Alternative 1 - default to home sub-directory
From your R session, you may choose to have R install its packages into a sub-directory under your home directory. By default R will create such a sub-directory whose name corresponds to the R version of your current R session and install your packages there.

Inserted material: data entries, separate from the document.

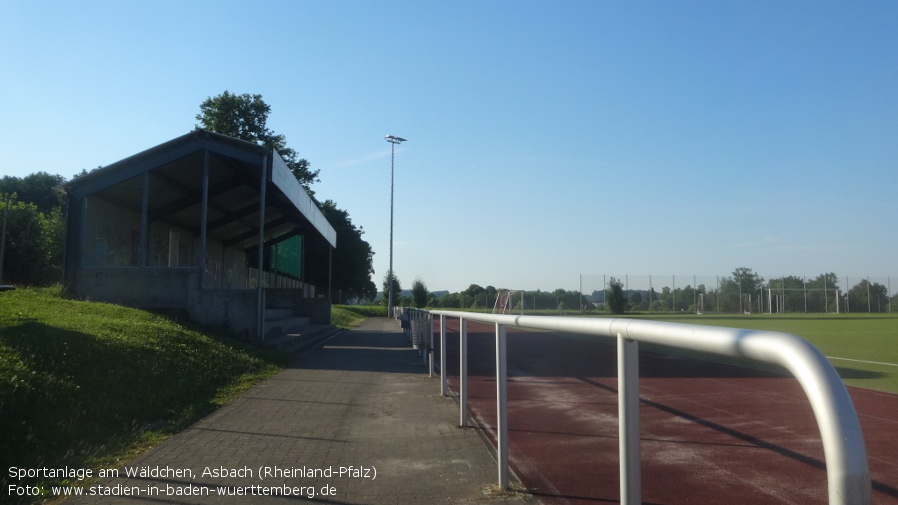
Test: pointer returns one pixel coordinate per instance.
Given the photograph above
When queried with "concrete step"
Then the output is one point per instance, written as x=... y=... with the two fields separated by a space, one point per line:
x=284 y=324
x=301 y=338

> R.version.string [1] "R version 3.4.1 (2017-06-30)" > install.packages("copula") Installing package into ‘/share/apps/spark/spark-2.0.0-bin-hadoop2.6/R/lib’ (as ‘lib’ is unspecified) Warning in install.packages("copula") : 'lib = "/share/apps/spark/spark-2.0.0-bin-hadoop2.6/R/lib"' is not writable Would you like to use a personal library instead? (y/n) y Would you like to create a personal library ~/R/x86_64-pc-linux-gnu-library/3.4 to install packages into? (y/n) y --- Please select a CRAN mirror for use in this session --- PuTTY X11 proxy: unable to connect to forwarded X server: Network error: Connection refused HTTPS CRAN mirror 1: 0-Cloud [https] 2: Algeria [https] ... 79: Vietnam [https] 80: (HTTP mirrors) Selection: 77 ...

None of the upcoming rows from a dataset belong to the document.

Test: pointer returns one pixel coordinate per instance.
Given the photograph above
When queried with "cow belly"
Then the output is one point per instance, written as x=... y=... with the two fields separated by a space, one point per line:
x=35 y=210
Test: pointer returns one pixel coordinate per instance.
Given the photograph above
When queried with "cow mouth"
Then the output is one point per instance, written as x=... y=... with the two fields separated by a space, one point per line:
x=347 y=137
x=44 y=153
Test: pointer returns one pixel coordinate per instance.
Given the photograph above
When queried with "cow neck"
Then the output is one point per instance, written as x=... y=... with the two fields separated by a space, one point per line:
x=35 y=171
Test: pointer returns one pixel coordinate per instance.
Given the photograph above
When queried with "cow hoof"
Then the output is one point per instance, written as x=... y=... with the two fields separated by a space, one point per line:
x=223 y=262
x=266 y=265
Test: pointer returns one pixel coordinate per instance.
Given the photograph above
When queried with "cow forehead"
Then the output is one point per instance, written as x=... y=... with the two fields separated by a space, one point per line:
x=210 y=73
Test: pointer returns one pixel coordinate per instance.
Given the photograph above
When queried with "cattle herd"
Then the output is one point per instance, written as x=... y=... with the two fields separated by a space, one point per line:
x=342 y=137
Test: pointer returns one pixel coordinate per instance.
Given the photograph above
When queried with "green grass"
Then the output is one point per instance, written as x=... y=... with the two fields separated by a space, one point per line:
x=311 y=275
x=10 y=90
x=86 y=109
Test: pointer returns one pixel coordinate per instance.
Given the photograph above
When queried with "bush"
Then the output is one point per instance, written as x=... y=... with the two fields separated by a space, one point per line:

Note that the above example was performed without X11 forwarding, resulting in a prompt at the command line for selection of a CRAN mirror site in the above, at which point you should enter the number corresponding to the desired mirror site, e.g. 77.

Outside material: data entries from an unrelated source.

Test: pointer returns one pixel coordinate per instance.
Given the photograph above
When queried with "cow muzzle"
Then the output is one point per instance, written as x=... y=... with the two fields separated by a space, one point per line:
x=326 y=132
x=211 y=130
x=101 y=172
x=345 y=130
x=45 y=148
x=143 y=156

Alternative 2 - specify your lustre sub-directory via exported environment variable
Alternatively, if you prefer to use, say, your lustre sub-directory rather than your home directory, then you may do so via an exported environment variable setting as in the following. The environmental variable R_LIBS_USER points the desired location of user package(s).
First, create a directory and export the environment variable.
mkdir -p /lustre/project/<your-group-name>/R/Library export R_LIBS_USER=/lustre/project/<your-group-name>/R/Library
Then run R and install a package. Note that we can use the R function .libPaths() as confirmation of the user library location.
> .libPaths() [1] "/lustre/project/<your-group-name>/R/Library" [2] "/share/apps/spark/spark-2.0.0-bin-hadoop2.6/R/lib" [3] "/share/apps/R/3.4.1-intel/lib64/R/library" > install.packages("copula") Installing package into ‘/lustre/project/<your-group-name>/R/Library’ (as ‘lib’ is unspecified) ...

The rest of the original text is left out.